それは、「フェスタ・ジュニーナ(Festa Junina)」。名前の由来は、その名も、“フェスタ=お祭り”、“ジュニーナ=6月の”という意味で、直訳すると「6月のお祭り」となります。
「6月のお祭り」とは
6月には、聖ジョアン・バチスタの日(6月24日)を中心に、聖アントニオの日(6月13日)と聖ペドロの日(6月29日)と、3つの聖人の日があります。この3つをあわせてお祝いする6月は、小さな村でも必ず行われるほど、大切な伝統文化なのです。「カーニバル」「クリスマス」、そして「フェスタ・ジュニーナ」の3つのイベントはどれも、ポルトガル政権時代にキリスト教の教えの中でブラジルに来たものです。特にフェスタ・ジュニーナは、私が住んでいるブラジル北東部の伝統的なお祭りとして、全国でも知られています。
お祭りで欠かせない3つの要素
このお祭りの日に欠かせないのは、トウモロコシ料理、踊り(クアドリーリャ)、気球(装飾)・焚火の3つ。カーニバルはリオ・デ・ジャネイロやサンパウロが有名ですが、フェスタ・ジュニーナは私が住むブラジル北東部で一番盛んに行われています。その理由の一つは、農業にはあまり向いていない土地や気候であるブラジル北東部にあります。

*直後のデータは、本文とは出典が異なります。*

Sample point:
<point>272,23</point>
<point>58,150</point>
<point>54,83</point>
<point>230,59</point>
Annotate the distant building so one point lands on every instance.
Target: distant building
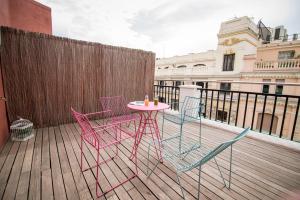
<point>248,58</point>
<point>27,15</point>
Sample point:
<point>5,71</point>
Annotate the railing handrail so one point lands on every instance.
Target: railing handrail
<point>254,93</point>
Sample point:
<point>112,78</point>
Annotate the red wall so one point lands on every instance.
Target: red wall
<point>26,14</point>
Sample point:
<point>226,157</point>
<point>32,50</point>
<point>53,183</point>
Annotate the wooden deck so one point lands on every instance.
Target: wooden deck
<point>47,167</point>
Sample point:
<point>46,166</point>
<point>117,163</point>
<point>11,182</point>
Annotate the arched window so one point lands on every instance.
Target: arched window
<point>199,65</point>
<point>267,123</point>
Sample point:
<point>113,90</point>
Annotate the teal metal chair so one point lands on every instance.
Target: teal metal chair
<point>194,158</point>
<point>189,111</point>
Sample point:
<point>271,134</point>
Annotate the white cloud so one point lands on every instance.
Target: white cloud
<point>167,27</point>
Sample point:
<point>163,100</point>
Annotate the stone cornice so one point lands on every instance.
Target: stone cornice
<point>244,31</point>
<point>270,74</point>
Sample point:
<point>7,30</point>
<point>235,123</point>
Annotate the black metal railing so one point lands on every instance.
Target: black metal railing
<point>269,113</point>
<point>168,94</point>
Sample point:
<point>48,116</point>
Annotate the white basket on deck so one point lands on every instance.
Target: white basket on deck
<point>21,130</point>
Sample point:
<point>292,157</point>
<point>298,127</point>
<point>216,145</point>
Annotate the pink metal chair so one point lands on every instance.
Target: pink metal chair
<point>119,111</point>
<point>101,136</point>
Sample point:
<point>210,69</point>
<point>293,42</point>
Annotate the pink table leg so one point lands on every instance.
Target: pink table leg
<point>146,120</point>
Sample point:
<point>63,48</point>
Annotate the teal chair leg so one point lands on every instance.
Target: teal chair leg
<point>230,166</point>
<point>199,182</point>
<point>180,185</point>
<point>220,172</point>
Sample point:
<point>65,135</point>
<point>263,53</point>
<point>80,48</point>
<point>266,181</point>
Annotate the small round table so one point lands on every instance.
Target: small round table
<point>148,120</point>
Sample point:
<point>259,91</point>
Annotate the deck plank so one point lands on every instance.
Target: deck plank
<point>23,185</point>
<point>48,167</point>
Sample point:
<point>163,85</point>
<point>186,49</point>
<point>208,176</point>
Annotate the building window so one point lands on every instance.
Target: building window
<point>279,88</point>
<point>225,86</point>
<point>266,87</point>
<point>286,55</point>
<point>277,34</point>
<point>228,62</point>
<point>221,115</point>
<point>198,83</point>
<point>177,83</point>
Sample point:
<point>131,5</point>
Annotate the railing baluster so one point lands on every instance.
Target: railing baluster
<point>254,108</point>
<point>237,108</point>
<point>165,94</point>
<point>246,105</point>
<point>201,93</point>
<point>175,104</point>
<point>206,92</point>
<point>217,105</point>
<point>283,116</point>
<point>168,95</point>
<point>273,114</point>
<point>224,99</point>
<point>211,102</point>
<point>295,120</point>
<point>230,105</point>
<point>263,113</point>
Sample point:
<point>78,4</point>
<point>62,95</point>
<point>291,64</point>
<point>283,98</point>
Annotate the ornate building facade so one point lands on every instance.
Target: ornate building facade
<point>248,58</point>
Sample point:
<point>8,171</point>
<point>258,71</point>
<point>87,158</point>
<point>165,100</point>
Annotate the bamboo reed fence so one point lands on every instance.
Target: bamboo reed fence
<point>44,75</point>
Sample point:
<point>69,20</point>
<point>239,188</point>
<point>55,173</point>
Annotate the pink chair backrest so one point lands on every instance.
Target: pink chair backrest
<point>116,104</point>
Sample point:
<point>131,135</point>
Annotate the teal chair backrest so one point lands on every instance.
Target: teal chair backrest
<point>191,107</point>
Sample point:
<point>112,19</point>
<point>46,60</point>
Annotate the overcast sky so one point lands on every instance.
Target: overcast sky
<point>166,27</point>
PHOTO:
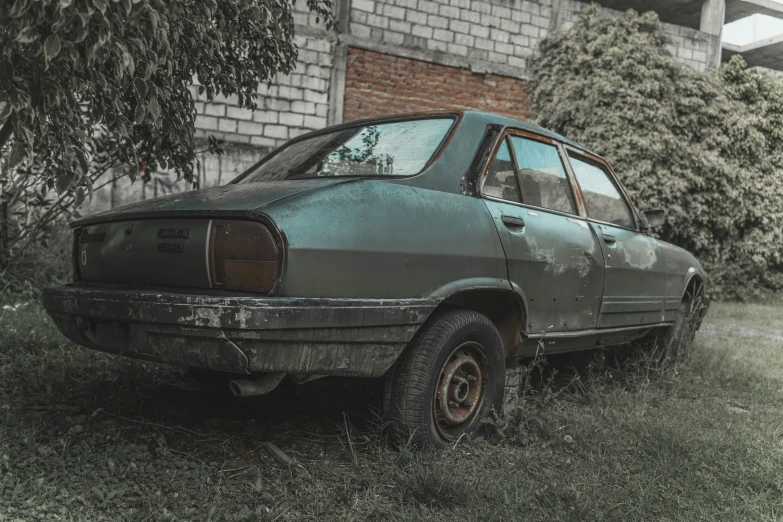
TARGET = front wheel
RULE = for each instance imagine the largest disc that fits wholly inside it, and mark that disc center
(449, 378)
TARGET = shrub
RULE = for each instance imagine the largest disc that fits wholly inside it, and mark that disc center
(699, 145)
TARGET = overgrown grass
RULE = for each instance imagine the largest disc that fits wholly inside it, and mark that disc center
(84, 436)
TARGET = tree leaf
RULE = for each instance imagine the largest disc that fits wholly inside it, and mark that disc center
(52, 47)
(138, 116)
(6, 69)
(154, 109)
(18, 9)
(17, 154)
(78, 198)
(141, 88)
(27, 35)
(62, 183)
(5, 111)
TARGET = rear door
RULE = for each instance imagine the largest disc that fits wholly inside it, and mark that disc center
(553, 255)
(635, 288)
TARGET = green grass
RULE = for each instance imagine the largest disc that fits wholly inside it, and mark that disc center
(84, 436)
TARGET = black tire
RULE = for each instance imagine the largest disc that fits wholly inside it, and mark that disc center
(674, 343)
(464, 345)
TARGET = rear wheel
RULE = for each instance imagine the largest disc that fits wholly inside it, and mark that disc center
(674, 343)
(449, 378)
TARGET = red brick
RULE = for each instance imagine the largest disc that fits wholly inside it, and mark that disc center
(379, 84)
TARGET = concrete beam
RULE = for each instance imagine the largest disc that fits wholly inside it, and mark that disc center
(738, 9)
(688, 12)
(713, 15)
(766, 53)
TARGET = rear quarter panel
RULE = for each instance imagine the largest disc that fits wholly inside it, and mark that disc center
(381, 239)
(681, 266)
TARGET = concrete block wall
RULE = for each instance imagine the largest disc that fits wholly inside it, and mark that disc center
(471, 53)
(289, 106)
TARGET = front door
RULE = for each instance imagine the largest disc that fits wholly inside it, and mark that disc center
(553, 255)
(636, 275)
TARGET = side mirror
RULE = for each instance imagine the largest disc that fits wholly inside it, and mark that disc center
(653, 218)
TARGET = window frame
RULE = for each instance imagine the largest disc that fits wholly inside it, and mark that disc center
(505, 136)
(607, 169)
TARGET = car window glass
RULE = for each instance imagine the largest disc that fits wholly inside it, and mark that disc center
(502, 181)
(383, 149)
(604, 201)
(544, 181)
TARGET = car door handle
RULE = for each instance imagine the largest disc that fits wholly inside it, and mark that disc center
(513, 223)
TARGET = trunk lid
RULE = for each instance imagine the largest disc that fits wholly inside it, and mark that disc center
(226, 199)
(165, 241)
(154, 252)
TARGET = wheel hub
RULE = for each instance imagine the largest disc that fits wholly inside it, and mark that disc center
(460, 391)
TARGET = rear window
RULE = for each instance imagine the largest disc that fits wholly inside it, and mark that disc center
(401, 148)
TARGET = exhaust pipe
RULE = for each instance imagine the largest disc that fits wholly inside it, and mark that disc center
(260, 386)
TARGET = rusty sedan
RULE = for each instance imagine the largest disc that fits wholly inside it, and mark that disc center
(434, 250)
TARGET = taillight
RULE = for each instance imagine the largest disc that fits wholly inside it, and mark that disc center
(75, 255)
(244, 256)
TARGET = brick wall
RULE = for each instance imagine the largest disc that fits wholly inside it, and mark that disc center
(378, 84)
(402, 56)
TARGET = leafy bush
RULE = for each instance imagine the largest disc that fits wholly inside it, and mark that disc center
(704, 146)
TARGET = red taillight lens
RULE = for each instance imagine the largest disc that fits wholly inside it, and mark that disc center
(75, 256)
(244, 256)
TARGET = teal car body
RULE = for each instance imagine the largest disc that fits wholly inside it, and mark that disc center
(362, 260)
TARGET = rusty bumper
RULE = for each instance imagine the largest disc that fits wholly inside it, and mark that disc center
(351, 337)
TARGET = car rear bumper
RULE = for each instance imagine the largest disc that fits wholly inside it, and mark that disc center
(351, 337)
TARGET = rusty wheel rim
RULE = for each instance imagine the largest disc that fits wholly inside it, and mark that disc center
(461, 390)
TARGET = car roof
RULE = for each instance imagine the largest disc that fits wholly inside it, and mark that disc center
(473, 118)
(491, 117)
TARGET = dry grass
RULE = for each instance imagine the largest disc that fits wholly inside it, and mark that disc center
(84, 436)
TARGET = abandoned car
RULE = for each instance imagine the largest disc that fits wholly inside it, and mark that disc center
(433, 249)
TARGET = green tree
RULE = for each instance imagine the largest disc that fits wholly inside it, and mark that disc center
(679, 139)
(108, 83)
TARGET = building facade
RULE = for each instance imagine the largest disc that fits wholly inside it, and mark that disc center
(386, 57)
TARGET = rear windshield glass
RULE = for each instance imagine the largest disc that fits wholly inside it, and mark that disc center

この地域において、6月の乾季に雨が降り、土地が肥沃になるよう願い、焚火を囲んで踊りを踊ったのがフェスタ・ジュニーナの始まりだからと伝えられているのです。
ブラジルがポルトガル統制時代のときから始まったといわれる聖ジョアン・バチスタのお祭り(6月24日)。ブラジルが南半球であることで、この時期の冬至祭と結びつき、ブラジル北東部で特に盛んにお祝いされるようになりました。

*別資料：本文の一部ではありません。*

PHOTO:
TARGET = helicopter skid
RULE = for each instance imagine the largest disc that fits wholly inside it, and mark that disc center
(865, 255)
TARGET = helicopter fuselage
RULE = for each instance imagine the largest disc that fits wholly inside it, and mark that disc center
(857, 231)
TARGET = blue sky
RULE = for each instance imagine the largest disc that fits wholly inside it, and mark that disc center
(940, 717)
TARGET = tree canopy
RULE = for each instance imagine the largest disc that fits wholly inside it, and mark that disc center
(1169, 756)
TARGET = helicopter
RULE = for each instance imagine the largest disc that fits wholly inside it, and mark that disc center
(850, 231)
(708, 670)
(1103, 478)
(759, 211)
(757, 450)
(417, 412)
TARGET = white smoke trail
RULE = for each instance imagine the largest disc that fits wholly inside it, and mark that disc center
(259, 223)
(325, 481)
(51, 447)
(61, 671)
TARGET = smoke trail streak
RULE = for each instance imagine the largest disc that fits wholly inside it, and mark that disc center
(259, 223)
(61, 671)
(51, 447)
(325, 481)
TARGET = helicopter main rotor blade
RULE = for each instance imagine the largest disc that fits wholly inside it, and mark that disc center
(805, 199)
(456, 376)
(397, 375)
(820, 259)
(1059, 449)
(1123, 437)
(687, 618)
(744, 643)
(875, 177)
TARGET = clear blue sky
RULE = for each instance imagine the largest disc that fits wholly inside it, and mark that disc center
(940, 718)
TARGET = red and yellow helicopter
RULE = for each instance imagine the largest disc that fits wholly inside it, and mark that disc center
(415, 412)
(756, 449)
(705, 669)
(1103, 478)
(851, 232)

このお祝いの日には必ず、トウモロコシで作った食事が出されるのも、特徴の1つです。ポップコーンにコーンケーキ、「モグザ」と呼ばれる、コーンを甘く煮たオートミールのようなものなど、とにかく、トウモロコシ料理をたくさん食べるのです。
そして最後には焚火を囲んで踊ります。
カノア保育園のある村での祝い方
カノア保育園のあるエステーヴァン村でも、毎年行われるこのお祭り。保育園でも行い、村でも行います。ブラジルはこのお祭りを合図に、学校の前期授業が終わり、長期休みと入るため、子どもたちやその家族も参加する、大きなお祭りとなります。保護者の皆さんはトウモロコシ料理、ポップコーンやコーンケーキ、モグザなどを提供してくれ、それを販売します。売り上げは全て保育園及び学童教室の運営費となるため、保護者の皆さんの参加は本当にありがたいものです。
子どもたちはこの日のために歌や踊りの練習をします。そして教職員は会場の装飾や、日本の夏祭りを思わせる出店(魚釣りやボール投げなど)を行い、保育園や学童教室の子どもたちだけではなく、地域の人たちがたくさん集まる、素敵なお祭りとなるのです。

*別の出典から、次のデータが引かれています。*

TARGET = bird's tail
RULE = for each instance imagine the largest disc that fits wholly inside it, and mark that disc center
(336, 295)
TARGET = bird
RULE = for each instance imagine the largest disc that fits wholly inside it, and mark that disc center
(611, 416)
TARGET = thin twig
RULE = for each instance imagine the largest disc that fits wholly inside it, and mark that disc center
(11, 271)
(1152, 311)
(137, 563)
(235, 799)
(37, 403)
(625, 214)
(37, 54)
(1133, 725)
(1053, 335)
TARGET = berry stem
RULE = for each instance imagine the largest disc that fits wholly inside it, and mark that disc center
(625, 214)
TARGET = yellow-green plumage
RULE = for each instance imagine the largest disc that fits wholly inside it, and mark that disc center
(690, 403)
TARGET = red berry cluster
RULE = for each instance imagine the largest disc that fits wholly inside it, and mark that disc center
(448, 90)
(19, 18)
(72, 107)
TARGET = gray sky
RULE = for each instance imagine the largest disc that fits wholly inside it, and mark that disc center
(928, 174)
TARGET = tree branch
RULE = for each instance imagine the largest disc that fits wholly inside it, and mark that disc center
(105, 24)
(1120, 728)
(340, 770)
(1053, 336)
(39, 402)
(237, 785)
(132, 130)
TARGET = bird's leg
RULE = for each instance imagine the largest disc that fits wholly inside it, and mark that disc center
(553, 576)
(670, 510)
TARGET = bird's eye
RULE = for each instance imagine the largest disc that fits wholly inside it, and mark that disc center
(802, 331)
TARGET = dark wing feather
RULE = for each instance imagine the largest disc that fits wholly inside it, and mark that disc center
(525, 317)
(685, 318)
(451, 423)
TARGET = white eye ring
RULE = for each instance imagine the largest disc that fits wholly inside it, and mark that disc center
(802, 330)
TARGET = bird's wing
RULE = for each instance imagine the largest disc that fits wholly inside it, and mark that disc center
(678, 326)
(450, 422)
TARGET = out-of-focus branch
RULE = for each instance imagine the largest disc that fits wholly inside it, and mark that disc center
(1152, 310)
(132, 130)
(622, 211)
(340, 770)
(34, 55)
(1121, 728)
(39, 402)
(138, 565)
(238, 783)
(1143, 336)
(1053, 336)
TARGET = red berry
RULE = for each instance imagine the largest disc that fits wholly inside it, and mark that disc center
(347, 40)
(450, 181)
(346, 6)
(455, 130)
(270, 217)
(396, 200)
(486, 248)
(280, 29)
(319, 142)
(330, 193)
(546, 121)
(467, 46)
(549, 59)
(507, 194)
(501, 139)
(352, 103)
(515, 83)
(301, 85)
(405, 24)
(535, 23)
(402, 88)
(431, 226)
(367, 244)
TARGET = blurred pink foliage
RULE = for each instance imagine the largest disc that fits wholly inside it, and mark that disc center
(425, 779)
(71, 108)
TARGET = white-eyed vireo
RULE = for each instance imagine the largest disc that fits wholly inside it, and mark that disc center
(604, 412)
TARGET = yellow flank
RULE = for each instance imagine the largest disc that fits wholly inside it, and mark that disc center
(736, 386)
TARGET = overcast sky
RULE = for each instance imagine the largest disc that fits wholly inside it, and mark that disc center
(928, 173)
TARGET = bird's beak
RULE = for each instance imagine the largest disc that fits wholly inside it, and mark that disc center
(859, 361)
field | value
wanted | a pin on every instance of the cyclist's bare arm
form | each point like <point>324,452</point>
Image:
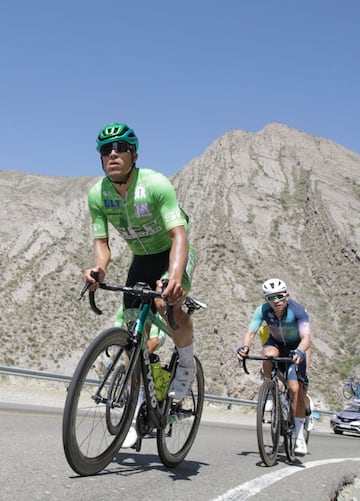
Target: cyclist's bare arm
<point>247,342</point>
<point>101,257</point>
<point>177,264</point>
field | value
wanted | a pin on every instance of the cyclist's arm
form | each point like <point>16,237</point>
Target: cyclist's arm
<point>255,323</point>
<point>305,337</point>
<point>102,257</point>
<point>177,264</point>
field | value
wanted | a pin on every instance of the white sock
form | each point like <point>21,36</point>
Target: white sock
<point>299,427</point>
<point>186,356</point>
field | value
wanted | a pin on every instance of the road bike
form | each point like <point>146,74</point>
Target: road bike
<point>103,392</point>
<point>351,388</point>
<point>274,414</point>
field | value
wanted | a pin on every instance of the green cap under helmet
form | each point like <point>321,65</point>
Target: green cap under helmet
<point>116,132</point>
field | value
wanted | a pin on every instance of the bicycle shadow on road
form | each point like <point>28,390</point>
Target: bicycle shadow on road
<point>279,460</point>
<point>132,463</point>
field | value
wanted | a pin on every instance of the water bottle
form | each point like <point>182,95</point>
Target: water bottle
<point>284,405</point>
<point>161,376</point>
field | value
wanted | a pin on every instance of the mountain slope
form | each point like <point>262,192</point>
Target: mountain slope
<point>274,203</point>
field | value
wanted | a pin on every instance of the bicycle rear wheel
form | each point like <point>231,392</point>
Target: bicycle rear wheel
<point>96,420</point>
<point>182,422</point>
<point>268,422</point>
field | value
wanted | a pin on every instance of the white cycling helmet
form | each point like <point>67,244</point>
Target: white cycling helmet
<point>274,286</point>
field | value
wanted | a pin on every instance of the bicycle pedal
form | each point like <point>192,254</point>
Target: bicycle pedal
<point>137,445</point>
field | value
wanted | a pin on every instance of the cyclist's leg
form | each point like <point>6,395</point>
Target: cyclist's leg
<point>298,404</point>
<point>143,269</point>
<point>269,349</point>
<point>183,337</point>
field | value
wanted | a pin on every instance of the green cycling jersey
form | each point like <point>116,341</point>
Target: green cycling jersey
<point>143,218</point>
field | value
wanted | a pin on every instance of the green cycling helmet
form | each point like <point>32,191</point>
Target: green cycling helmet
<point>117,132</point>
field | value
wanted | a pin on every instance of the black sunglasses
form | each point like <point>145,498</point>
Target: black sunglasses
<point>118,146</point>
<point>273,297</point>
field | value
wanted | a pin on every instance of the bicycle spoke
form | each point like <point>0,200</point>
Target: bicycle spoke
<point>99,409</point>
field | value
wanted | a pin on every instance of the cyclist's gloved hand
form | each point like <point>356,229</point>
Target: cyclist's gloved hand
<point>242,351</point>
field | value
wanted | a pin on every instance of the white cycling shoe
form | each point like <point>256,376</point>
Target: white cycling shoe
<point>182,382</point>
<point>300,448</point>
<point>131,437</point>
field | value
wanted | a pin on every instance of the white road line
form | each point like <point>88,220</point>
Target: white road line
<point>252,487</point>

ブラジル北東部はブラジルの中でも貧しい地域と言われる、農漁村地域です。近年では観光業が盛んになりましたが、それまでは、自然に左右される日々を過ごしていました。6月の聖人の一人、聖ペドロは雨の聖人です。6月29日に雨が降ると、豊穣となると言い伝えられています。乾季の時期に降る雨。めったに雨が降らない時期に雨が降るように祈って踊る人たち。そして、雨が降ると、老若男女問わず外に飛び出し、走り出す姿は、今でも私の脳裏に焼き付いています。
こうした伝統的なお祭りは失われる傾向にありますが、フェスタ・ジュニーナは、この地域の人たちにとって暖かな光をもたらしてくれるとても大切なものです。
ぜひ日本の皆さんにも「ブラジルと言えば、フェスタ・ジュニーナ!」と言ってくれる日が来ると嬉しいです!!